La disparition de la banquise est une catastrophe pour la biodiversité, les écosystèmes et l’équilibre climatique mondial puisqu’en perdant son pouvoir réfléchissant elle participe au réchauffement global de la planète. La fonte est accélérée par la multiplication de dépôts de « noir de carbone ».
En avril 2024, je vais tenter de rejoindre le pôle Nord géographique en solitaire en partant de la base dérivante de Barneo. Au total ce sont environ 200 kilomètres pendant 3 semaines qu’il me faudra parcourir sur un chaos de glace. Entre crêtes de compression, bras d’eau de mer libre et plaques de banquise fine. Sans compter la dérive avec laquelle il faudra composer et qui pourra m’éloigner de mon objectif.
Distance
~200 km
Durée
+/- 21 jours
Prélèvements
Quotidien
Température
-20°C à -45°C
Effort
8 à 12h/jour
Poids traîneau
100 kg
Départ le 10 avril 2024
Un triple objectif
Vivre une aventure hors norme dans un des milieux les plus inhospitaliers de la planète.

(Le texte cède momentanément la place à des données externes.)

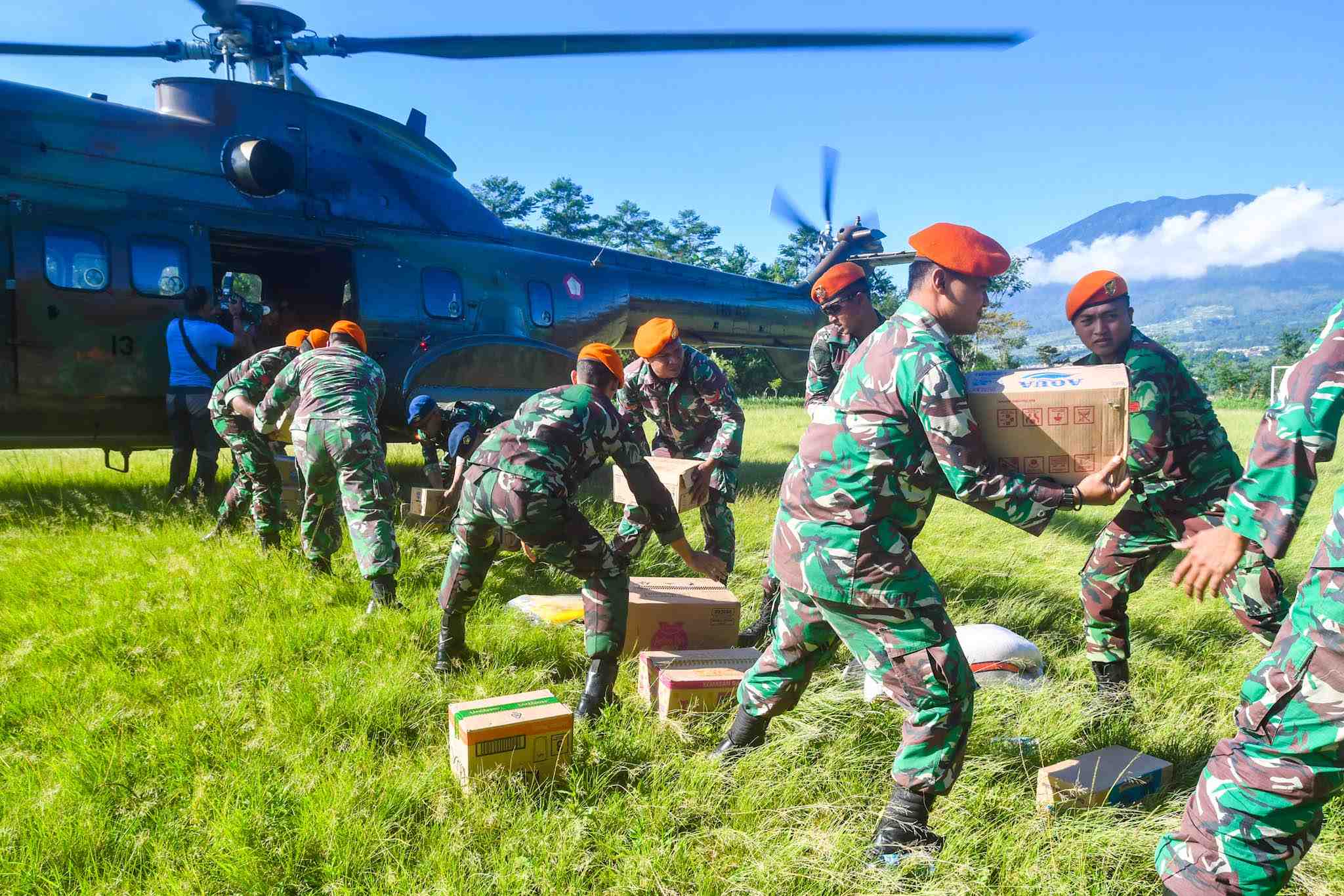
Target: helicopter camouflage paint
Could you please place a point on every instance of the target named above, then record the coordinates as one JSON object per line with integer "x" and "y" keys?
{"x": 112, "y": 213}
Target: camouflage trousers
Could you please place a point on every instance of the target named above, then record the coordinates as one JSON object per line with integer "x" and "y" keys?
{"x": 1258, "y": 806}
{"x": 912, "y": 651}
{"x": 1133, "y": 544}
{"x": 345, "y": 470}
{"x": 256, "y": 476}
{"x": 721, "y": 535}
{"x": 559, "y": 535}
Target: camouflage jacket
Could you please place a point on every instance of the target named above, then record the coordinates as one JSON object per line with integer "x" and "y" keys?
{"x": 1299, "y": 433}
{"x": 561, "y": 437}
{"x": 483, "y": 415}
{"x": 696, "y": 415}
{"x": 333, "y": 383}
{"x": 830, "y": 351}
{"x": 1179, "y": 455}
{"x": 250, "y": 379}
{"x": 895, "y": 432}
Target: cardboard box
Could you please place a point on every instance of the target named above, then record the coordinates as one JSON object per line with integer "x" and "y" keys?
{"x": 1112, "y": 775}
{"x": 427, "y": 501}
{"x": 655, "y": 661}
{"x": 673, "y": 472}
{"x": 527, "y": 733}
{"x": 681, "y": 614}
{"x": 690, "y": 691}
{"x": 1059, "y": 422}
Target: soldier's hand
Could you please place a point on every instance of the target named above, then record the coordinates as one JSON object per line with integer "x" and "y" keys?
{"x": 1213, "y": 554}
{"x": 1097, "y": 489}
{"x": 709, "y": 566}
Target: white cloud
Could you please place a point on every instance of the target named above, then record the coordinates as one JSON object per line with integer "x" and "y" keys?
{"x": 1278, "y": 225}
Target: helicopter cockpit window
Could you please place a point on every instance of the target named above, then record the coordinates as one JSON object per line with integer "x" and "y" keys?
{"x": 442, "y": 293}
{"x": 541, "y": 304}
{"x": 75, "y": 258}
{"x": 159, "y": 266}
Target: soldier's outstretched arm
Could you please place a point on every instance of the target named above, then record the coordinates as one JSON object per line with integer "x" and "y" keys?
{"x": 277, "y": 401}
{"x": 1267, "y": 506}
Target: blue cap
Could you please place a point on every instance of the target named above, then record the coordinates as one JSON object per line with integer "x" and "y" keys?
{"x": 420, "y": 405}
{"x": 463, "y": 439}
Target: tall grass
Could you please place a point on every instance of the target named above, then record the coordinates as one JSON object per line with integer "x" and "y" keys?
{"x": 186, "y": 718}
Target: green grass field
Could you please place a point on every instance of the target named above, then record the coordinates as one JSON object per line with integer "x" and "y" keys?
{"x": 186, "y": 718}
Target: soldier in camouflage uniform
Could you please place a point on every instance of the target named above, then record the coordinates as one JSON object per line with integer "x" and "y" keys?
{"x": 523, "y": 479}
{"x": 1181, "y": 465}
{"x": 432, "y": 424}
{"x": 895, "y": 432}
{"x": 1258, "y": 806}
{"x": 846, "y": 300}
{"x": 696, "y": 415}
{"x": 256, "y": 474}
{"x": 339, "y": 390}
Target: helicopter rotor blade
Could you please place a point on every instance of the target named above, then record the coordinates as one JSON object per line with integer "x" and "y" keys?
{"x": 561, "y": 45}
{"x": 784, "y": 209}
{"x": 161, "y": 50}
{"x": 830, "y": 159}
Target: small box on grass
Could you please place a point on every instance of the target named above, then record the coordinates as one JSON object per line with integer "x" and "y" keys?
{"x": 688, "y": 691}
{"x": 1112, "y": 775}
{"x": 1060, "y": 422}
{"x": 673, "y": 472}
{"x": 681, "y": 614}
{"x": 655, "y": 661}
{"x": 527, "y": 733}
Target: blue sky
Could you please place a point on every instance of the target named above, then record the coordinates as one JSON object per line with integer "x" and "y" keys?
{"x": 1105, "y": 104}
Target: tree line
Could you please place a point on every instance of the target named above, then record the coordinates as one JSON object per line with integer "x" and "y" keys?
{"x": 564, "y": 209}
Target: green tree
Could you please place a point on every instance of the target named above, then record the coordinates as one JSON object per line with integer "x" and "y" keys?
{"x": 1049, "y": 355}
{"x": 566, "y": 210}
{"x": 505, "y": 197}
{"x": 1292, "y": 347}
{"x": 629, "y": 228}
{"x": 688, "y": 238}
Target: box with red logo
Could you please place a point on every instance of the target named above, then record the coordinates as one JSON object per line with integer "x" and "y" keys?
{"x": 681, "y": 614}
{"x": 1062, "y": 422}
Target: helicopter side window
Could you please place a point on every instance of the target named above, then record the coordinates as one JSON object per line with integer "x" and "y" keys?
{"x": 442, "y": 292}
{"x": 541, "y": 304}
{"x": 159, "y": 266}
{"x": 75, "y": 258}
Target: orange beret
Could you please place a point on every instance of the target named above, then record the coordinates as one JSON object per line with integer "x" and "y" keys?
{"x": 961, "y": 249}
{"x": 606, "y": 356}
{"x": 655, "y": 335}
{"x": 835, "y": 281}
{"x": 1097, "y": 287}
{"x": 351, "y": 329}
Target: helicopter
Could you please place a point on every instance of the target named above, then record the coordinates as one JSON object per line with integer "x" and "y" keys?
{"x": 112, "y": 213}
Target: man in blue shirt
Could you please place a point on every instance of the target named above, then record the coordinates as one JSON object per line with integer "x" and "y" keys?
{"x": 190, "y": 383}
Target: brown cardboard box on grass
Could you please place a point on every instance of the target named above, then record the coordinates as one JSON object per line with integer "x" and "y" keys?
{"x": 688, "y": 691}
{"x": 681, "y": 614}
{"x": 1112, "y": 775}
{"x": 527, "y": 733}
{"x": 1062, "y": 422}
{"x": 673, "y": 472}
{"x": 655, "y": 661}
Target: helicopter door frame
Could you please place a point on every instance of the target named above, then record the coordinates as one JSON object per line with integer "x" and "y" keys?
{"x": 9, "y": 357}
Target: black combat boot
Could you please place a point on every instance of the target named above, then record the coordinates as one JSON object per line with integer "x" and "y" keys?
{"x": 452, "y": 644}
{"x": 745, "y": 735}
{"x": 385, "y": 594}
{"x": 1112, "y": 688}
{"x": 904, "y": 828}
{"x": 760, "y": 630}
{"x": 598, "y": 689}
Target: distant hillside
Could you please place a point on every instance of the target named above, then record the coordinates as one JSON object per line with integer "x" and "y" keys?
{"x": 1227, "y": 308}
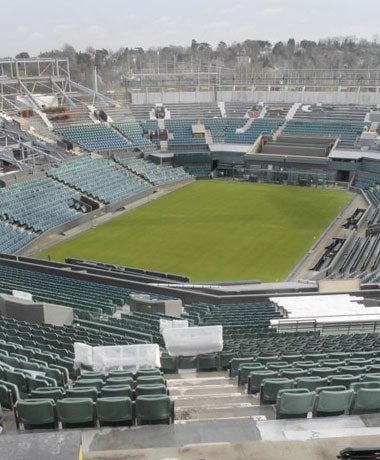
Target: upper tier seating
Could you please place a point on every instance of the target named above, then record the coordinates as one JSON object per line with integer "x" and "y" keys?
{"x": 182, "y": 132}
{"x": 342, "y": 112}
{"x": 346, "y": 131}
{"x": 133, "y": 131}
{"x": 12, "y": 239}
{"x": 157, "y": 175}
{"x": 38, "y": 204}
{"x": 95, "y": 137}
{"x": 102, "y": 179}
{"x": 258, "y": 126}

Prélever des échantillons de neige à intervalle régulier afin de mesurer la quantité de « noir de carbone » et identifier d’où provient la pollution. Ils seront analysés par le Climate Adaptation Science Center de l’Université de Colorado Boulder.
Faire de la sensibilisation par l’émerveillement et de la vulgarisation de la science dans le milieu scolaire, sur les réseaux sociaux, dans les médias et avec un documentaire pour la télévision.
Suivre l’expédition sur :
Qu’est-ce que le noir de carbone ?
Ce sont des microparticules qui sont le résultat de la combustion incomplète des énergies fossiles et de la biomasse (moteurs diesel et pétrole, usines à charbon, feux de forêt…). Ces fines particules se déposent sur la banquise et leur couleur noire, en absorbant le rayonnement solaire, accélère la fonte. La banquise arctique étant fragile et difficile d’accès, les scientifiques manquent de données in situ.
Ulyana Horodyskyj Peña
Responsable de la communication scientifique pour le Climate Adaptation Science Center de l’Université de Colorado Boulder.
« Matthieu se rend là où personne ne va. La banquise arctique est certes observée par des satellites, mais nous avons aussi besoin de mesures in situ pour comprendre les facteurs qui catalysent la fonte de la cryosphère arctique. Évaluer la concentration de noir de carbone dans la neige recouvrant la banquise nous aide à modéliser sa fonte et à mesurer la pollution de l’atmosphère. »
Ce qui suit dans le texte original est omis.